LanguageIdentifier

public interface LanguageIdentifier extends Closeable, LifecycleObserver, OptionalModuleApi

A LanguageIdentification client for identifying the language of a piece of text.

A LanguageIdentifier is created via LanguageIdentification.getClient(LanguageIdentificationOptions) or LanguageIdentification.getClient() if you wish to use the default options.

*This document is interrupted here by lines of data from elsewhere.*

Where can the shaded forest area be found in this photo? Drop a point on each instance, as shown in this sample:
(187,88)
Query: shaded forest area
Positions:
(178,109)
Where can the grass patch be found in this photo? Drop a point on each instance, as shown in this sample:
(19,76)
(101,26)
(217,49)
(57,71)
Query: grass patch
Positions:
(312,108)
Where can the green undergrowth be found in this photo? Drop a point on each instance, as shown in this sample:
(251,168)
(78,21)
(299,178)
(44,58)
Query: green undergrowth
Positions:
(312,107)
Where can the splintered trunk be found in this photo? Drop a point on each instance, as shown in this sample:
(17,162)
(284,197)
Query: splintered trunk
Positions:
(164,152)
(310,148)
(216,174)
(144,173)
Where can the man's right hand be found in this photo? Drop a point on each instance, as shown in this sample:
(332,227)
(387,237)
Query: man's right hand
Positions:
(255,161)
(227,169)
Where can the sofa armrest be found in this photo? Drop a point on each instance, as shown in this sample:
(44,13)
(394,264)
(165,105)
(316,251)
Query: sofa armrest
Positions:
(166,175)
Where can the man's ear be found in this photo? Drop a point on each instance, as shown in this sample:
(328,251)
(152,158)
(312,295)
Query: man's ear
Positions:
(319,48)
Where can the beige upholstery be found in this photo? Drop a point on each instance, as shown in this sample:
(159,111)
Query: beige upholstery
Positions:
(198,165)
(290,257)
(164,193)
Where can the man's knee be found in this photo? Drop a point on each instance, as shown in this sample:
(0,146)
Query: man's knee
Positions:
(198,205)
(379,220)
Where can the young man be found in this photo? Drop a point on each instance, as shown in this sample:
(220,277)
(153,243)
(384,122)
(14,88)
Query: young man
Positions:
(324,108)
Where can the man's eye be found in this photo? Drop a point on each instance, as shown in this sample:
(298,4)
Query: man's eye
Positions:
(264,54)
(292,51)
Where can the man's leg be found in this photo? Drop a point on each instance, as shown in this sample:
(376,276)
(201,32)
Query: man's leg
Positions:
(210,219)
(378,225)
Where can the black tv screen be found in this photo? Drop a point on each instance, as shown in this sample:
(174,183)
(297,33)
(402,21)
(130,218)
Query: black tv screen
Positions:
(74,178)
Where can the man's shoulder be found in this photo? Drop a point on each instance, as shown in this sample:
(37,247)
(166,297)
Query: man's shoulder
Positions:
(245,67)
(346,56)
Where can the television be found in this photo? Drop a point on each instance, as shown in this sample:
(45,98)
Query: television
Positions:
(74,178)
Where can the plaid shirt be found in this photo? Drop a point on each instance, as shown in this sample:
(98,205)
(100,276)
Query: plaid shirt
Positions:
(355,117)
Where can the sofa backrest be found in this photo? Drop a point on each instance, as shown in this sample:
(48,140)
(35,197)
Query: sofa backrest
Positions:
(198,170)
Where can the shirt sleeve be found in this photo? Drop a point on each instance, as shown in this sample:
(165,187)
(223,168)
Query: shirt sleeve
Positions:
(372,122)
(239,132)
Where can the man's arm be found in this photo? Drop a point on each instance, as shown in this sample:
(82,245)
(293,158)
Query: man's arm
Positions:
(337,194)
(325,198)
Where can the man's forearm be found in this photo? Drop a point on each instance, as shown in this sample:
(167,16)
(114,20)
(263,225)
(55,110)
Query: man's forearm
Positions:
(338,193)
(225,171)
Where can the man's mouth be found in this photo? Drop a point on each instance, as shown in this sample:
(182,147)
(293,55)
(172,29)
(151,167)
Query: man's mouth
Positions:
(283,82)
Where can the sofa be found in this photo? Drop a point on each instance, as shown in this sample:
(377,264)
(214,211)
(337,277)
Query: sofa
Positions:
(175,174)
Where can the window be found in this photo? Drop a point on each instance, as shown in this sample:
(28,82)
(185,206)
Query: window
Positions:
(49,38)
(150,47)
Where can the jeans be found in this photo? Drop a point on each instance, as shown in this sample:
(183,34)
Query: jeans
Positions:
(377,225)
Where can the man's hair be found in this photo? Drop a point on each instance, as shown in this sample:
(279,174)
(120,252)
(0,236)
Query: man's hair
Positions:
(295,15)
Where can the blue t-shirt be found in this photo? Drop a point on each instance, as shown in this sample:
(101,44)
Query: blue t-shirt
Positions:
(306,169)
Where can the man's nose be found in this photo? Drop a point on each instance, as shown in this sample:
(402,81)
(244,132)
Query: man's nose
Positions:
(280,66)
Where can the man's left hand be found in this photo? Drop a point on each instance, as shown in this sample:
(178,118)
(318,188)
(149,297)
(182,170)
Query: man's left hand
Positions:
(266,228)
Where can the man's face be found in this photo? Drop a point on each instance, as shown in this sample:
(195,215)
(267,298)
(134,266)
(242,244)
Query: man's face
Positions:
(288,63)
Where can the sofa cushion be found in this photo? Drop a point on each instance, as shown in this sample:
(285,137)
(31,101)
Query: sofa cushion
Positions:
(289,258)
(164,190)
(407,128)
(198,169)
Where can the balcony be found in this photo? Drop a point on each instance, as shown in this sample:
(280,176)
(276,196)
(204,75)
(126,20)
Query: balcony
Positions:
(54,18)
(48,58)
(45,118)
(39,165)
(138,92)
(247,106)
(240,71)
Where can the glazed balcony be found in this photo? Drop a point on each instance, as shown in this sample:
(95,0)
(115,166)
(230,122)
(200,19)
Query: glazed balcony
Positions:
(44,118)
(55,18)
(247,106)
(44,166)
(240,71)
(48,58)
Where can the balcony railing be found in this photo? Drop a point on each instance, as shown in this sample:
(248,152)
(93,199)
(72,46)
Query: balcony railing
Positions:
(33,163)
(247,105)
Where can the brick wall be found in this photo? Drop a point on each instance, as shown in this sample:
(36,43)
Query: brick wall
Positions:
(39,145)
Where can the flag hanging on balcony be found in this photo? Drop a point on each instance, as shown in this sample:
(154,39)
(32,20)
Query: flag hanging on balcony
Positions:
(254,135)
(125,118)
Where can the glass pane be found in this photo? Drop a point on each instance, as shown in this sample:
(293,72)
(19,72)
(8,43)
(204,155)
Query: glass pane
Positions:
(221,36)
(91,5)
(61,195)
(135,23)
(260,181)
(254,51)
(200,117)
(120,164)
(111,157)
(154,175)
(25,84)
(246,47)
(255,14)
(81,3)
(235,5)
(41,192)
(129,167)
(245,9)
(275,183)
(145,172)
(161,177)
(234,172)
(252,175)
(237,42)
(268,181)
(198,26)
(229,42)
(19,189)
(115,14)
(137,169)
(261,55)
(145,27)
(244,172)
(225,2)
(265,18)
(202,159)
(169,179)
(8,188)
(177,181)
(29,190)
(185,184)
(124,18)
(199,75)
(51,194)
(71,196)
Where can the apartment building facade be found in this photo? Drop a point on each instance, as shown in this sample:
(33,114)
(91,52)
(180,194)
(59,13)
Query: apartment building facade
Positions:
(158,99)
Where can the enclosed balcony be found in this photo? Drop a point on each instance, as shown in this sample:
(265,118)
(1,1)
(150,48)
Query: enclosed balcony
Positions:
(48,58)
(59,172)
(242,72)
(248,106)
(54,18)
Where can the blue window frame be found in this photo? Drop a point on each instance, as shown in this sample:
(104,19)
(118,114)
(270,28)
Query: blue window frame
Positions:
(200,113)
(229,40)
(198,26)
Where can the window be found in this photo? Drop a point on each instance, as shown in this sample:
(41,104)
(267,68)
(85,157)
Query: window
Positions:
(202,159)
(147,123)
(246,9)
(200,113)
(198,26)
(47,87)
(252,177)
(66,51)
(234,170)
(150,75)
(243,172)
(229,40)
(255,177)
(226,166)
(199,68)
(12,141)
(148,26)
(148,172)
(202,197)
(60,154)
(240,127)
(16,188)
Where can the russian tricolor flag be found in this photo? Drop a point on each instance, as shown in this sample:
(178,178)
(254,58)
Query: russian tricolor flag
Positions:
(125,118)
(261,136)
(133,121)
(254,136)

For example, the code below creates a LanguageIdentifier with default options.

Example:

LanguageIdentifier languageIdentifier = LanguageIdentification.getClient();
 

This class can be used from any thread.

Constant Summary

float DEFAULT_IDENTIFY_LANGUAGE_CONFIDENCE_THRESHOLD The default confidence threshold for the identifyLanguage(String) call.
float DEFAULT_IDENTIFY_POSSIBLE_LANGUAGES_CONFIDENCE_THRESHOLD The default confidence threshold for the identifyPossibleLanguages(String) call.
String UNDETERMINED_LANGUAGE_TAG The BCP 47 language tag for "undetermined language"

Public Method Summary

abstract void
abstract Task<String>
identifyLanguage(String text)
Identifies the language in a supplied String and returns the most likely language.
abstract Task<List<IdentifiedLanguage>>
identifyPossibleLanguages(String text)
Identifies the language in a supplied String and returns a list of possible languages, cutting off any languages whose confidence score falls below the threshold which is set in LanguageIdentificationOptions.Builder.setConfidenceThreshold(float).

Inherited Method Summary

Constants

public static final float DEFAULT_IDENTIFY_LANGUAGE_CONFIDENCE_THRESHOLD

The default confidence threshold for the identifyLanguage(String) call.

Constant Value: 0.5

public static final float DEFAULT_IDENTIFY_POSSIBLE_LANGUAGES_CONFIDENCE_THRESHOLD

The default confidence threshold for the identifyPossibleLanguages(String) call.

Constant Value: 0.01

public static final String UNDETERMINED_LANGUAGE_TAG

The BCP 47 language tag for "undetermined language"

Constant Value: "und"

Public Methods

public abstract void close ()

public abstract Task<String> identifyLanguage (String text)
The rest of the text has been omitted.